A lot of the primary plot of the episode is centered on how to go about changing this course of history. Hunter is willing to kill the boy, and the rest of the crew believes crossing that line and committing a murderous act would make them no worse than Savage. Ultimately they kidnap him and buy time to make a decision, but not before Rip takes the boy on his own with the intention to end his life. In a chat with Hunter with a gun pointed at his head, the conversation provides more than enough evidence that this boy shows a level of evil already instilled within him either by destiny or by Savage that to viewers he looks like a ginger Voldemort. Hunter then insists to the child that his failure to kill him isn’t a sign of weakness but of goodness.

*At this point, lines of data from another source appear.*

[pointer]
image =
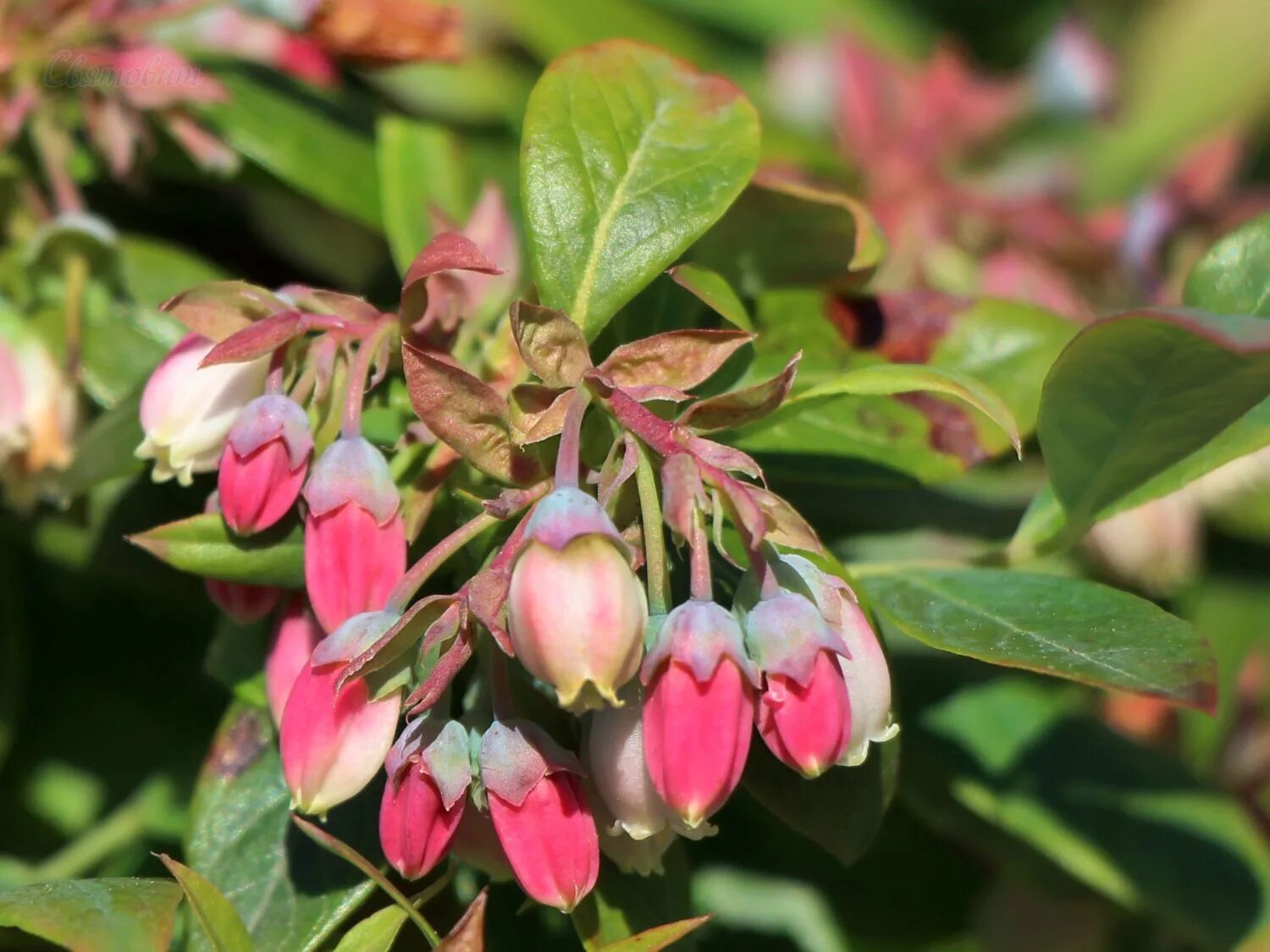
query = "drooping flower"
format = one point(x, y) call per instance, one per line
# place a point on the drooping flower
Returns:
point(355, 537)
point(540, 812)
point(804, 713)
point(334, 739)
point(263, 464)
point(698, 710)
point(187, 410)
point(424, 799)
point(576, 609)
point(295, 637)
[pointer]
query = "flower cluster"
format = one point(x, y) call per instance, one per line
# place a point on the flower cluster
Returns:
point(653, 706)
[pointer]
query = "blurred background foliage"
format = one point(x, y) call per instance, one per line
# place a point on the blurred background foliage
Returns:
point(1026, 814)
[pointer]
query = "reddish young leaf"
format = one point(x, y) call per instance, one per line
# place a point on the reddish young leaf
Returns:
point(741, 406)
point(538, 413)
point(257, 339)
point(550, 344)
point(467, 414)
point(677, 358)
point(221, 307)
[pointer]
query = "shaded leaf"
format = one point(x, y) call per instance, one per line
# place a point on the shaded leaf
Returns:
point(467, 414)
point(289, 893)
point(629, 155)
point(741, 408)
point(422, 172)
point(784, 234)
point(840, 812)
point(96, 916)
point(677, 358)
point(218, 918)
point(1051, 625)
point(205, 546)
point(714, 291)
point(550, 344)
point(1135, 393)
point(886, 378)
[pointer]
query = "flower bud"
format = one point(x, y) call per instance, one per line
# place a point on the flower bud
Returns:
point(187, 410)
point(334, 738)
point(295, 637)
point(37, 406)
point(540, 812)
point(241, 602)
point(804, 713)
point(698, 710)
point(576, 609)
point(477, 845)
point(615, 762)
point(423, 801)
point(864, 668)
point(263, 464)
point(355, 538)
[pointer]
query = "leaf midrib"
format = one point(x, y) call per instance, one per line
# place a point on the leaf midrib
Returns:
point(604, 225)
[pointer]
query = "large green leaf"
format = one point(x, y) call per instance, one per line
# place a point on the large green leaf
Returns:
point(1234, 276)
point(841, 810)
point(319, 144)
point(218, 921)
point(205, 546)
point(1008, 347)
point(624, 904)
point(421, 173)
point(1048, 624)
point(289, 893)
point(1135, 393)
point(1123, 819)
point(96, 916)
point(1046, 522)
point(627, 157)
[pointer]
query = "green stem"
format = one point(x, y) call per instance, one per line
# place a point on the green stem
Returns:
point(654, 541)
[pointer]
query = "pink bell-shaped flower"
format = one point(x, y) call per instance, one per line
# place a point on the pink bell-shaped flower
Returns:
point(334, 739)
point(355, 537)
point(804, 713)
point(576, 608)
point(540, 812)
point(263, 464)
point(698, 710)
point(187, 410)
point(423, 802)
point(295, 637)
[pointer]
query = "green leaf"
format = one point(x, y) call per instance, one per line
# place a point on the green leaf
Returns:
point(1234, 276)
point(627, 157)
point(1051, 625)
point(886, 378)
point(714, 291)
point(218, 918)
point(289, 893)
point(106, 448)
point(375, 933)
point(96, 916)
point(1120, 817)
point(1137, 393)
point(205, 546)
point(841, 810)
point(318, 144)
point(152, 271)
point(658, 937)
point(784, 234)
point(624, 905)
point(421, 173)
point(1008, 347)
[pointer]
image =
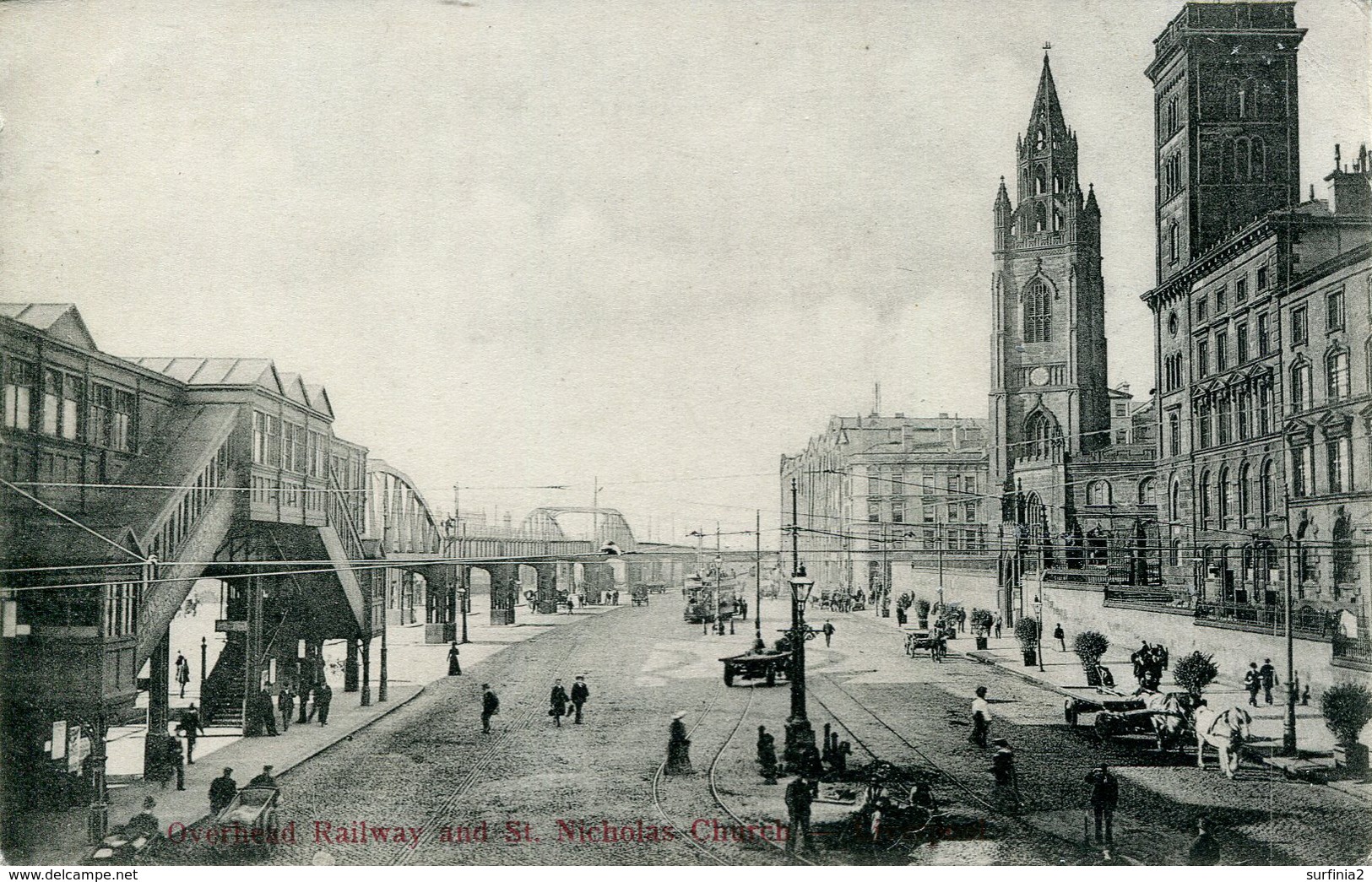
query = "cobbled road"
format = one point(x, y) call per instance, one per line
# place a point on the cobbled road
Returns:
point(534, 793)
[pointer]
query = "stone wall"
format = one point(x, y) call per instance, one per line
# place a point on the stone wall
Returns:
point(1082, 608)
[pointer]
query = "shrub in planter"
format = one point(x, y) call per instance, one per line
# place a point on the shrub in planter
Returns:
point(1090, 647)
point(1346, 710)
point(1196, 671)
point(1027, 631)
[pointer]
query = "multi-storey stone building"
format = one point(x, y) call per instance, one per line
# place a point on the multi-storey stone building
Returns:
point(877, 494)
point(1261, 327)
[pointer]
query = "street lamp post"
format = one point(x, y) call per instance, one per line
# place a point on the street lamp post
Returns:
point(1288, 746)
point(800, 735)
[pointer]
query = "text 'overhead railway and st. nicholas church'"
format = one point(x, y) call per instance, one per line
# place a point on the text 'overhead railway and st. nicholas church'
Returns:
point(1228, 511)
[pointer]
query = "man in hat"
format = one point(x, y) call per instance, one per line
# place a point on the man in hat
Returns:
point(1104, 796)
point(799, 798)
point(980, 717)
point(144, 823)
point(265, 779)
point(490, 706)
point(223, 790)
point(579, 695)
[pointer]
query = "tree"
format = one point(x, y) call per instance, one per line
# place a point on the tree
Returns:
point(1196, 671)
point(1346, 710)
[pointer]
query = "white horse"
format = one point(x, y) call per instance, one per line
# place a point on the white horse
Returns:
point(1169, 723)
point(1225, 730)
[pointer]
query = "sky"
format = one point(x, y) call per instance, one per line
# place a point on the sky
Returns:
point(523, 245)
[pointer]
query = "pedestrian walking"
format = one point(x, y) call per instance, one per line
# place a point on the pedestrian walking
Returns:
point(490, 706)
point(579, 695)
point(557, 702)
point(980, 717)
point(223, 790)
point(1104, 796)
point(193, 728)
point(267, 712)
point(799, 798)
point(1253, 682)
point(1269, 678)
point(767, 755)
point(1006, 776)
point(285, 704)
point(182, 673)
point(176, 759)
point(323, 697)
point(678, 748)
point(1205, 849)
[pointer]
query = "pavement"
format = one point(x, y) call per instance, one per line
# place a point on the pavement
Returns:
point(61, 837)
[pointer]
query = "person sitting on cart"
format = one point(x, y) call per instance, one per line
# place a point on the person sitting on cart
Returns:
point(144, 823)
point(223, 790)
point(265, 779)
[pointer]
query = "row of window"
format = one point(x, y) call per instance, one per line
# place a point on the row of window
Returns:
point(280, 443)
point(55, 405)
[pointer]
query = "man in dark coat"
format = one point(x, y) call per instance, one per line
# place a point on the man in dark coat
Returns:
point(285, 704)
point(1104, 796)
point(799, 798)
point(193, 728)
point(223, 790)
point(323, 695)
point(557, 702)
point(490, 706)
point(579, 695)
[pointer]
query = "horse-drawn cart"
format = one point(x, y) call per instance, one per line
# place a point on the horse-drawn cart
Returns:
point(925, 641)
point(766, 666)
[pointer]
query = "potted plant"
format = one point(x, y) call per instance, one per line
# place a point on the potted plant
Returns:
point(1346, 710)
point(1194, 673)
point(1027, 631)
point(1091, 647)
point(981, 622)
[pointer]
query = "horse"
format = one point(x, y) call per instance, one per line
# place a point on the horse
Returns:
point(1225, 730)
point(1169, 723)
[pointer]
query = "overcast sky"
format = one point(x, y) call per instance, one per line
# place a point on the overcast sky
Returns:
point(530, 243)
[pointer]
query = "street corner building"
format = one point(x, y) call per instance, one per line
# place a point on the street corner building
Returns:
point(1185, 515)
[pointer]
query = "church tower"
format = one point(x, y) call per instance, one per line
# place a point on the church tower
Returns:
point(1049, 349)
point(1227, 146)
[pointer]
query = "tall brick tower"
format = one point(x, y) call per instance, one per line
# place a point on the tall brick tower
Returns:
point(1227, 146)
point(1049, 347)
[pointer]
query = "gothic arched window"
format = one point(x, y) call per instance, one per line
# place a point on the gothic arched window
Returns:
point(1038, 434)
point(1038, 313)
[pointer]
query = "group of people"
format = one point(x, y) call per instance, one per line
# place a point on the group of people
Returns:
point(1148, 663)
point(563, 704)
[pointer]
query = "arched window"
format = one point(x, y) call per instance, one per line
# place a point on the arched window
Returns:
point(1245, 493)
point(1301, 386)
point(1266, 490)
point(1337, 375)
point(1242, 165)
point(1258, 160)
point(1038, 434)
point(1038, 311)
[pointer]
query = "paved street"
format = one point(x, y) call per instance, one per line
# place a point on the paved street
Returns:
point(535, 793)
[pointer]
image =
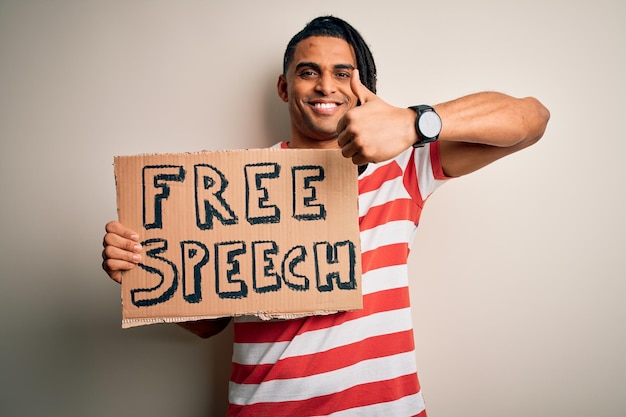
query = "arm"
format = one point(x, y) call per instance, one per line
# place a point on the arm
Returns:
point(122, 252)
point(477, 129)
point(481, 128)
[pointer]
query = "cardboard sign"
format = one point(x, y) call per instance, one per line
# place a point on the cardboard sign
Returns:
point(266, 232)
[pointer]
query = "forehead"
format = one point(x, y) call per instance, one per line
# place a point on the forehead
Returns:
point(324, 50)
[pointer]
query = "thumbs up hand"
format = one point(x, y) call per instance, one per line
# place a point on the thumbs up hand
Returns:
point(375, 131)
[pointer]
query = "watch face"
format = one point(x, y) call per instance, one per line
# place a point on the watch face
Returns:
point(430, 124)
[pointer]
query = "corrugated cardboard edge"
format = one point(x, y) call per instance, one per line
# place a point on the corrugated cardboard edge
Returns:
point(265, 316)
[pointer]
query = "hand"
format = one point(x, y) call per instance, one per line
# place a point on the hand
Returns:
point(375, 131)
point(121, 250)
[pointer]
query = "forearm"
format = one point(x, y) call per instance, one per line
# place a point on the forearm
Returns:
point(494, 119)
point(206, 328)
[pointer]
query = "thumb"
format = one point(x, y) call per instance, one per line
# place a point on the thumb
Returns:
point(359, 90)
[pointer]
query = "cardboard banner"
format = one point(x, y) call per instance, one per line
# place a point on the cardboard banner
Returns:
point(266, 232)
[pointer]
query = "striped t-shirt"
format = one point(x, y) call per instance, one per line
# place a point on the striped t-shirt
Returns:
point(358, 363)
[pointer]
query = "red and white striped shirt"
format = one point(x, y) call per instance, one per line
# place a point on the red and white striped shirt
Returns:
point(352, 363)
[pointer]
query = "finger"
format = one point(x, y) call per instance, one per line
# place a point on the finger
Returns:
point(121, 230)
point(358, 89)
point(115, 240)
point(114, 253)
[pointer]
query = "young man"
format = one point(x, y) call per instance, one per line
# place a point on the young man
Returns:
point(362, 362)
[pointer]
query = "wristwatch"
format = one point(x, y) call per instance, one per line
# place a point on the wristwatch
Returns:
point(427, 125)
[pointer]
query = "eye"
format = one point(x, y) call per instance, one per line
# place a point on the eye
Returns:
point(308, 73)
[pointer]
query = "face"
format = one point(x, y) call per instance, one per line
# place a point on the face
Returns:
point(317, 89)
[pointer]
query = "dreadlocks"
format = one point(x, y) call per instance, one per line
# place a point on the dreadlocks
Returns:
point(337, 28)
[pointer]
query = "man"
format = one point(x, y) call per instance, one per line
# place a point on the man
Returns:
point(361, 362)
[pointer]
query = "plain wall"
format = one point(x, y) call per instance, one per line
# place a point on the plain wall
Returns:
point(518, 270)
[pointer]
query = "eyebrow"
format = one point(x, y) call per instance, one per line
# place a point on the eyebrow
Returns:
point(317, 66)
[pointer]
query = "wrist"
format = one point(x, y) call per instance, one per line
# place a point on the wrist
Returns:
point(427, 125)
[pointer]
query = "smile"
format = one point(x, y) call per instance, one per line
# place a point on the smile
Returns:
point(325, 105)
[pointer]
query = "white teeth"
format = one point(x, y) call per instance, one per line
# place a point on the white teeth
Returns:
point(325, 105)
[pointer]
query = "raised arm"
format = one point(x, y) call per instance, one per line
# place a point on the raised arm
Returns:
point(477, 129)
point(481, 128)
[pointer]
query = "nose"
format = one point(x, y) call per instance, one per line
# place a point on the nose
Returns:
point(326, 84)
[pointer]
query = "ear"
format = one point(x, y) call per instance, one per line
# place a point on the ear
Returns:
point(282, 88)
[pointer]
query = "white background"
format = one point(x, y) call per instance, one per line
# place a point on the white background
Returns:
point(518, 271)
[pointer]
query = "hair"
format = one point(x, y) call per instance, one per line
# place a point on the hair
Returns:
point(337, 28)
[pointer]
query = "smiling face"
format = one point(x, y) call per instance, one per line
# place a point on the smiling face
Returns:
point(317, 88)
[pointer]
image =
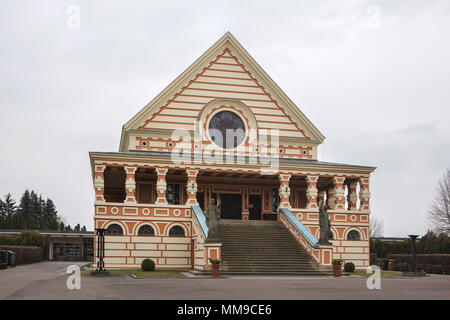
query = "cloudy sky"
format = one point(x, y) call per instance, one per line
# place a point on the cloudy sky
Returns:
point(373, 76)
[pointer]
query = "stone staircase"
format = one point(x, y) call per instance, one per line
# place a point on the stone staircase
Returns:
point(262, 248)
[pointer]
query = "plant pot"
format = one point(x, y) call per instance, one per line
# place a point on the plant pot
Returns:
point(215, 269)
point(337, 270)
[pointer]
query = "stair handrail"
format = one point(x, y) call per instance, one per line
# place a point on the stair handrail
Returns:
point(201, 219)
point(300, 227)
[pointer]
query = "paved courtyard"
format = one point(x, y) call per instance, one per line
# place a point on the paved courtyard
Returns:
point(47, 280)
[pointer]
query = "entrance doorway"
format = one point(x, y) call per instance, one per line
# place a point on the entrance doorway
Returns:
point(254, 207)
point(230, 206)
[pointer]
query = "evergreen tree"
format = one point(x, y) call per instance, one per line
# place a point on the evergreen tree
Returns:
point(2, 215)
point(10, 210)
point(22, 219)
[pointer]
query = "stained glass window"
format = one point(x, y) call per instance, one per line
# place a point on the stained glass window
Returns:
point(353, 235)
point(146, 230)
point(114, 230)
point(226, 129)
point(176, 231)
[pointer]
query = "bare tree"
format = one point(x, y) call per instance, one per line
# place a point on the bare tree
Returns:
point(376, 228)
point(439, 212)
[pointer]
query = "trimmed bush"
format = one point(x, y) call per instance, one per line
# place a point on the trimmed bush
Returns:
point(25, 254)
point(148, 265)
point(349, 267)
point(373, 259)
point(25, 238)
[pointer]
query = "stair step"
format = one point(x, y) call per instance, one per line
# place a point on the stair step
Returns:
point(262, 248)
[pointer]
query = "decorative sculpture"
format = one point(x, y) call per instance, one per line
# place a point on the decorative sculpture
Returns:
point(324, 223)
point(212, 218)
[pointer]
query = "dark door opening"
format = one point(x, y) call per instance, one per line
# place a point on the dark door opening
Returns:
point(230, 206)
point(201, 200)
point(254, 207)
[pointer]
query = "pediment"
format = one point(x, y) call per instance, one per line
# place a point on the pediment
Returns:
point(224, 72)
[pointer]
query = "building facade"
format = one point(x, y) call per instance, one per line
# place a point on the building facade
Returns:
point(223, 130)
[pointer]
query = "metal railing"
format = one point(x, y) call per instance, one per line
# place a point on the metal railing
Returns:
point(300, 227)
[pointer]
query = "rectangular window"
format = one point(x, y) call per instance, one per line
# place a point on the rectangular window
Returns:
point(144, 193)
point(275, 200)
point(173, 193)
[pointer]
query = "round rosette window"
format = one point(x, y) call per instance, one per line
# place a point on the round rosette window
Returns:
point(226, 129)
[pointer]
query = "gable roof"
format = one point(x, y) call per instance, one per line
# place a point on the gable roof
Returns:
point(227, 47)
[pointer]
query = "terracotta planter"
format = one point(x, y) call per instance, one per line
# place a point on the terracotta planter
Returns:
point(215, 269)
point(337, 270)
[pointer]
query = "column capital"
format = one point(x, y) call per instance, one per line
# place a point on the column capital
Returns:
point(161, 171)
point(312, 179)
point(130, 169)
point(284, 177)
point(192, 173)
point(99, 168)
point(338, 180)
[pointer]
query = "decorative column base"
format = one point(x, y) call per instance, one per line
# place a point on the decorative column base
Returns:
point(212, 251)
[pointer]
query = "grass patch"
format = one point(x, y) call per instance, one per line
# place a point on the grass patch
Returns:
point(146, 274)
point(384, 274)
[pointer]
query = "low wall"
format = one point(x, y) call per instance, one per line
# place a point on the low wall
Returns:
point(25, 254)
point(430, 263)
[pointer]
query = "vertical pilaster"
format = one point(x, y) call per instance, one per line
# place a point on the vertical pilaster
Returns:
point(130, 184)
point(351, 196)
point(364, 194)
point(321, 198)
point(339, 193)
point(191, 187)
point(161, 186)
point(99, 183)
point(311, 192)
point(331, 198)
point(284, 190)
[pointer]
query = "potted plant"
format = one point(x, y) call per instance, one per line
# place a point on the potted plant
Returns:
point(215, 265)
point(337, 265)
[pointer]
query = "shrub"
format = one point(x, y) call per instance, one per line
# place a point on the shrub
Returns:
point(373, 259)
point(349, 267)
point(337, 262)
point(24, 254)
point(148, 265)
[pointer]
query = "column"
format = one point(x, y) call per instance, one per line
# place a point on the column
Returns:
point(191, 187)
point(321, 198)
point(99, 183)
point(130, 184)
point(351, 196)
point(364, 194)
point(161, 186)
point(311, 192)
point(284, 190)
point(331, 198)
point(339, 203)
point(245, 205)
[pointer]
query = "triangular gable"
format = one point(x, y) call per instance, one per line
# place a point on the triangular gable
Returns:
point(226, 70)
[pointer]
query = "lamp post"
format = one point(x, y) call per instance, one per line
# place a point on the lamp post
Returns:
point(413, 244)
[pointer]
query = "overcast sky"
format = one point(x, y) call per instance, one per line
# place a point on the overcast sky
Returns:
point(373, 76)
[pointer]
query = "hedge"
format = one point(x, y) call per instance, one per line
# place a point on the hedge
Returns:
point(25, 238)
point(430, 263)
point(25, 254)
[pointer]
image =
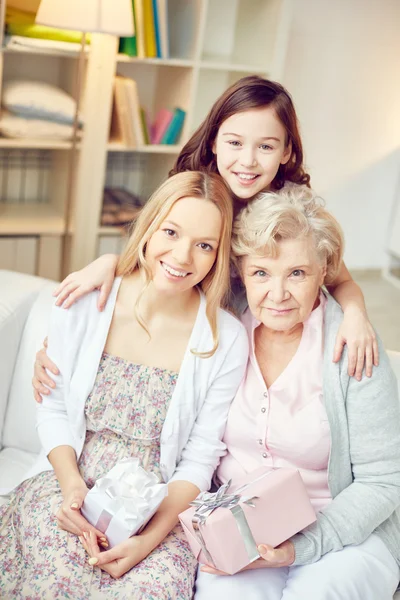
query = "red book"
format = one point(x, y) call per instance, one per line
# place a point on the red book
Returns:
point(160, 125)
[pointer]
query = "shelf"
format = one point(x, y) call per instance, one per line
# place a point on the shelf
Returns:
point(167, 62)
point(21, 143)
point(111, 230)
point(232, 67)
point(149, 149)
point(51, 52)
point(30, 219)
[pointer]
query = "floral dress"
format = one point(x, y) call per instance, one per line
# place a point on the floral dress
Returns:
point(125, 413)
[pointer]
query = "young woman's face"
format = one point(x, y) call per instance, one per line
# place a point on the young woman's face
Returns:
point(249, 148)
point(184, 248)
point(282, 291)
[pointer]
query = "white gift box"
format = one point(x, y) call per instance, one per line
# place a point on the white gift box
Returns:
point(123, 501)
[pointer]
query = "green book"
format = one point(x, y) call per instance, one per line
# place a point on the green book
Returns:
point(128, 45)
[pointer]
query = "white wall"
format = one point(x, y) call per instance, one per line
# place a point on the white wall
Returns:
point(343, 71)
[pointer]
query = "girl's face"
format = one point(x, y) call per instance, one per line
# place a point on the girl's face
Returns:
point(184, 248)
point(249, 148)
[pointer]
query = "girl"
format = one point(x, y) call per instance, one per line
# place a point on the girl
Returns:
point(251, 138)
point(152, 377)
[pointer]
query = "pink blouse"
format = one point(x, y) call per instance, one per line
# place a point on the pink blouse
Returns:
point(285, 425)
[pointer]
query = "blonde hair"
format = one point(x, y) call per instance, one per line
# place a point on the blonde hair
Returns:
point(215, 285)
point(290, 213)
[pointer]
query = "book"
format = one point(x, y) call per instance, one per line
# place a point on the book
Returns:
point(145, 125)
point(149, 29)
point(173, 131)
point(157, 28)
point(160, 125)
point(138, 14)
point(134, 110)
point(121, 120)
point(162, 14)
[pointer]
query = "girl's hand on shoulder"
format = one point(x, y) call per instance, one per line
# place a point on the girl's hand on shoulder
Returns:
point(357, 332)
point(99, 275)
point(69, 516)
point(270, 558)
point(40, 377)
point(120, 559)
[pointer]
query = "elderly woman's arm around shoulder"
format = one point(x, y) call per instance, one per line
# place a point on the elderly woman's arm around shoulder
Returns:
point(364, 468)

The secondary story thread of the week balances both Ray seeing what terrors his Atom technology is destined to become in the future, and Kendra having vivid flashbacks to her romances with Carter around the time they had their child in the mid 20th century. Kendra’s conflict between her 4,000 year old relationship and her current one with Ray was one that was easy to telegraph, but I never imagined it would come to haunt her so quickly after only a handful of episodes and two years in the 1950s. It makes me wonder if her lingering thoughts about Carter will indicate his revival sometime over the final three episodes of the season, but it matters very little here. Ray brings his own complications to the table once he’s done some investigating, but because he hadn’t done enough, he made assumptions about his life between 2016 and the future, and pointlessly worries Kendra throughout the hour, and ultimately makes himself look like a complete doof. When Ray gets a tour of the “Conglomerate’s” facility he discovers the origin of the company inspired by a certain scientist by the name of Palmer centuries before, with a bust that is identical to himself and his old Atom suit on display. Ray then takes this information and believes that he was a father who abandoned his child for a lifetime when he took off to travel through space-time. This, however, was inaccurate information, as it’s revealed in the back half of the episode for a cheap joke that the company was in fact founded by his brother, whom Ray isn’t really a big fan of.
The more dramatic tension of the episode lies with the aftermath of capturing Mick Rory, aka Chronos the bounty hunter, in last week’s episode. Sara convinces each of the two thieves, Rory and Snart, to settle their differences for the sake of their own peace of mind, and of course these two just know one another too well to try to accomplish this with words, so they use their fists instead. Rory somehow turns on a dime in terms of trusting the team after a good wailing on Leonard, and concludes the episode in a warning of the other hunters that will come after him and the crew of the Waverider of none of them were dead already.